Beim Stauning Kaos* handelt es sich um einen Blend verschiedener Fässer. Die Mischung setzt sich aus drei Fässern Rye, zwei Fässern peated und einem Fass nicht-peated Single-Malt-Whisky zusammen. Zudem kommt noch heather-smoked Whisky in die Mischung, also ein Whisky mit Heidekraut-Aromen. Alex Munch: „Wir haben herausgefunden: Peat ist guter Whisky, Heather ist guter Whisky, aber 1+1 ergibt in dem Fall 3. Das ist nicht typisch, vor allem bei Whisky.”

“Für die Whisky-Welt ist es super-chaotisch, Rye Whisky mit Single Malts zu verblenden”, erklärt Alex. Daher also der Name. Es gibt aber auch noch eine andere Geschichte, verrät er: „Stauning or Chaos”, (im Original “Stauning eller Kaos”) ist ein berühmter dänischer Wahlslogan aus den Parlamentswahlen von 1935, bei denen der Sozialdemokrat Thorvald Stauning für seine Wiederwahl warb.

Beim Kaos kommen neben den 1st Fill Makers-Mark-Fässern auch schwer ausgekohlte neue Fässer aus amerikanischer Eiche zum Einsatz. Auch hier setzt das Unternehmen auf lokal angebaute Gerste und Roggen, die zu 100 Prozent in der Destillerie gefloor-malted wird. Der Whisky selbst wird zweifach in Pot Stills destilliert.

In der Nase ist der Whisky sehr interessant, neben Getreidearomen vernimmt man Schokolade und würzige Zimtnoten. Am Gaumen zeigen sich wieder die Vanillenoten, zu denen sich Lakritz und getrocknete Früchte gesellen. Dieser Whisky, das zeigte eine Verkostung im Freundeskreis, ist nicht jedermanns Sache. Er hat wenig Rauch, etwas Würze und ist wahnsinnig komplex. Durch die höhere Süße hinterlässt er ein anderes Mundgefühl. Wie der Rye ist er maximal 3,5 Jahre alt. Er kostet circa 70 Euro.

Rob Roy
Rob Roys wie am Fließband

Kaos-Cocktail

Mit dem Stauning Kaos* wurden zwei Drinks serviert – der eingangs erwähnte Rob Roy, der leider nicht mein Fall war, und der Kaos Kick. Hierbei handelt es sich um eine Variation des Camerons Kick, bei dem klassisch Scotch Whisky zum Einsatz kommt.

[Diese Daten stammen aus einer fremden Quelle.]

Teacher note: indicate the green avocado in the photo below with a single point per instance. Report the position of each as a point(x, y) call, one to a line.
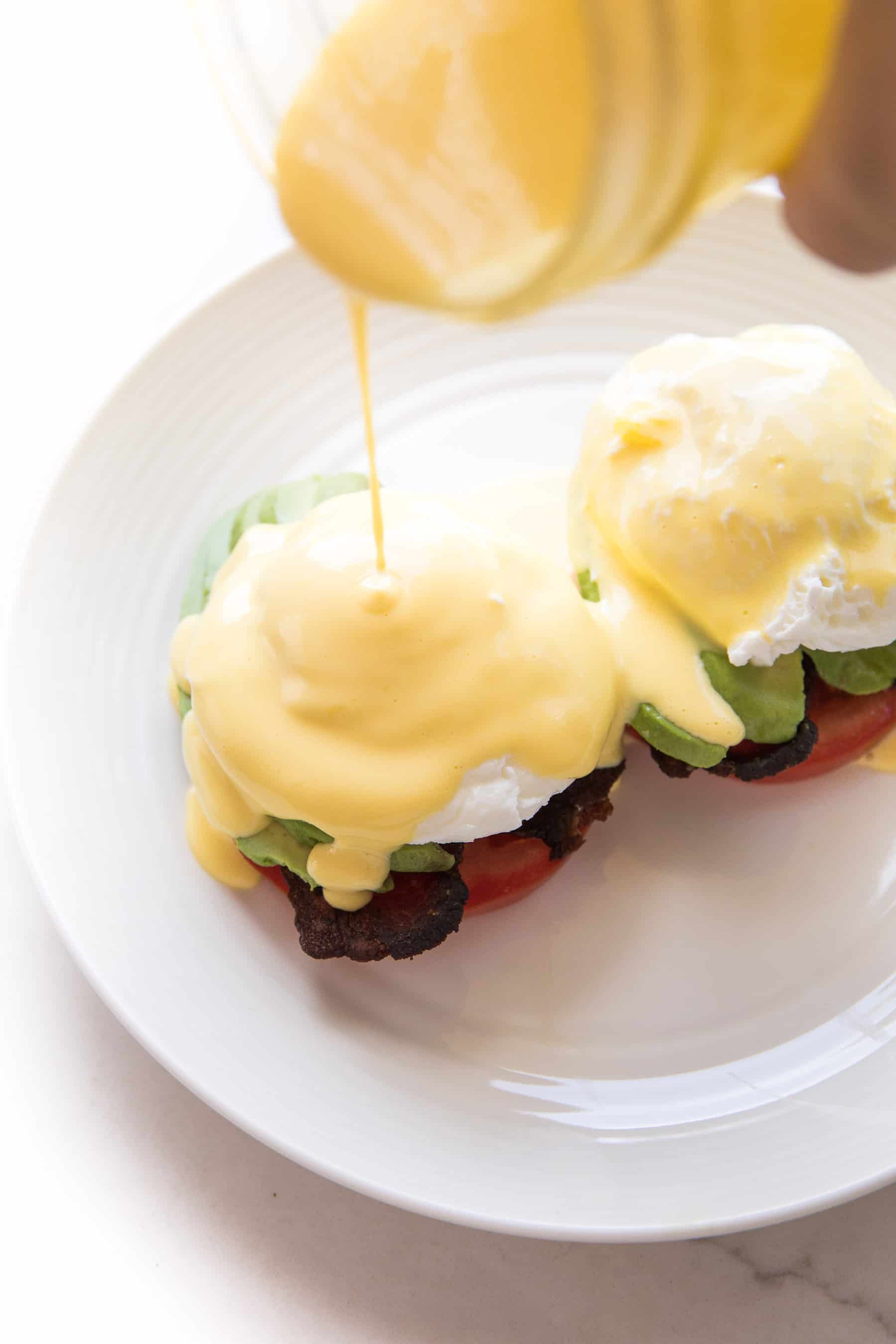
point(296, 499)
point(304, 832)
point(258, 508)
point(862, 672)
point(276, 847)
point(589, 586)
point(281, 504)
point(769, 702)
point(410, 858)
point(421, 858)
point(671, 740)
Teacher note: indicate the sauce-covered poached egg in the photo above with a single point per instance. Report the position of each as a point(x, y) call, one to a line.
point(441, 701)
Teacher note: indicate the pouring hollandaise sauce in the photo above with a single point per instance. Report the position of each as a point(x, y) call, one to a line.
point(395, 702)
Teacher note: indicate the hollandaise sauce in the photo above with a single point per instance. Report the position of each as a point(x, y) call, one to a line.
point(487, 158)
point(314, 699)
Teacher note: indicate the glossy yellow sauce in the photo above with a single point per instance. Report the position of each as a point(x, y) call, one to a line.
point(358, 318)
point(883, 757)
point(308, 702)
point(718, 473)
point(214, 850)
point(487, 156)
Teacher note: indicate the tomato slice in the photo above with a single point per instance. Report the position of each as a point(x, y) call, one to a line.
point(500, 870)
point(497, 871)
point(274, 876)
point(848, 726)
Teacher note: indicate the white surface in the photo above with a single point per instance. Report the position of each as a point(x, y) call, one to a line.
point(131, 1207)
point(710, 980)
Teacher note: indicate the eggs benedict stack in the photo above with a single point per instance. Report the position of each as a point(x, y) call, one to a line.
point(734, 514)
point(355, 728)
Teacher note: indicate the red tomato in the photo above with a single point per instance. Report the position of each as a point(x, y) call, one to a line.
point(273, 876)
point(500, 870)
point(848, 726)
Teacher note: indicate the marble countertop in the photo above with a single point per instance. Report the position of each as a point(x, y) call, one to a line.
point(132, 1212)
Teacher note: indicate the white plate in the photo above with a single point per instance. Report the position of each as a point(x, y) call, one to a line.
point(691, 1030)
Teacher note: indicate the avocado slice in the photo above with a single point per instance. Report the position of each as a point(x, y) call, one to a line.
point(671, 740)
point(213, 552)
point(769, 702)
point(276, 847)
point(862, 672)
point(281, 504)
point(258, 508)
point(421, 858)
point(304, 832)
point(410, 858)
point(589, 586)
point(296, 499)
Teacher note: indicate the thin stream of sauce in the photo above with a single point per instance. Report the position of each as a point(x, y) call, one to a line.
point(441, 155)
point(358, 316)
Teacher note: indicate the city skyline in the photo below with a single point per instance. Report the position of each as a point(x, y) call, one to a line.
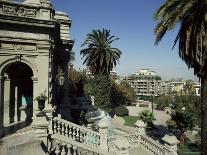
point(131, 21)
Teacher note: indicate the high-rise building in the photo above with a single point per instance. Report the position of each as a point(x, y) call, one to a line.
point(146, 82)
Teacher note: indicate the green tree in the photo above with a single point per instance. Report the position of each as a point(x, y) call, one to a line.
point(192, 39)
point(183, 121)
point(101, 58)
point(102, 90)
point(147, 117)
point(99, 55)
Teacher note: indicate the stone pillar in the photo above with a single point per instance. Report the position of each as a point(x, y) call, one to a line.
point(170, 145)
point(140, 127)
point(1, 104)
point(35, 94)
point(122, 145)
point(12, 102)
point(140, 130)
point(6, 101)
point(92, 100)
point(103, 130)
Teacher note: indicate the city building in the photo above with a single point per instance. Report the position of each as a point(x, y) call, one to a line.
point(147, 83)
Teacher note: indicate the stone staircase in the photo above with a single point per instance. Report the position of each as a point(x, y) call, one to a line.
point(22, 143)
point(69, 138)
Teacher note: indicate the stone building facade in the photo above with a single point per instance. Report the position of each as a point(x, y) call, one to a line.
point(35, 46)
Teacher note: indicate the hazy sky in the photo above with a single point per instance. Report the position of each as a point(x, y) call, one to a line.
point(131, 21)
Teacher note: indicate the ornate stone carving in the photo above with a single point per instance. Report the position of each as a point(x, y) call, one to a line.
point(18, 47)
point(8, 9)
point(19, 11)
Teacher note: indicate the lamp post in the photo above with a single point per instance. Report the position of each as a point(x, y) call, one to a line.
point(60, 82)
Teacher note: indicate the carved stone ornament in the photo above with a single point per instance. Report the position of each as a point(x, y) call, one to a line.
point(19, 11)
point(18, 57)
point(18, 47)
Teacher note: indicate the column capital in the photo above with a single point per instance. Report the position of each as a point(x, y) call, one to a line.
point(2, 77)
point(34, 78)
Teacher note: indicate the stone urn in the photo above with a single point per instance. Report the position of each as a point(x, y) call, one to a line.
point(41, 104)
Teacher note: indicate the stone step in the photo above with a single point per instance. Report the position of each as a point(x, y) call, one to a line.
point(23, 144)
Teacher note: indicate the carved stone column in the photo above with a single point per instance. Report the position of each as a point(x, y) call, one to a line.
point(35, 94)
point(1, 104)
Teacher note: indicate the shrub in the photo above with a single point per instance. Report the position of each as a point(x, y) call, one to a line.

Das Rezept des Kaos Kick wie im Le Lion serviert:

80 ml Stauning Kaos Whisky
20 ml Meneau Orgeat
20 ml Zitronensaft

Alles kräftig auf viel Eis shaken und abseihen. Ich bevorzuge meine Drinks stark, aber mir persönlich gefällt er mit 65ml Whisky besser. Aber im Löwen ist man ja bekanntlich auch nach zwei Drinks versandfertig 🙂

Stauning Peat
Der Peat besitzt eine grüne Banderole auf dem Etikett

Stauning Peat / Smoke: Lagerfeuer-Flair im Glas

Wenn ich Alex richtig verstanden habe, war der Peat (heißt mittlerweile Smoke) das erste Produkt, welches die neun Gründer gemacht haben. Ich bin ehrlich gesagt kein großer Freund stark-getorfter Whiskys, erst recht wenn es in Richtung Asche geht. Das, so viel sei direkt verraten, ist beim Stauning Smoke* zum Glück nicht der Fall.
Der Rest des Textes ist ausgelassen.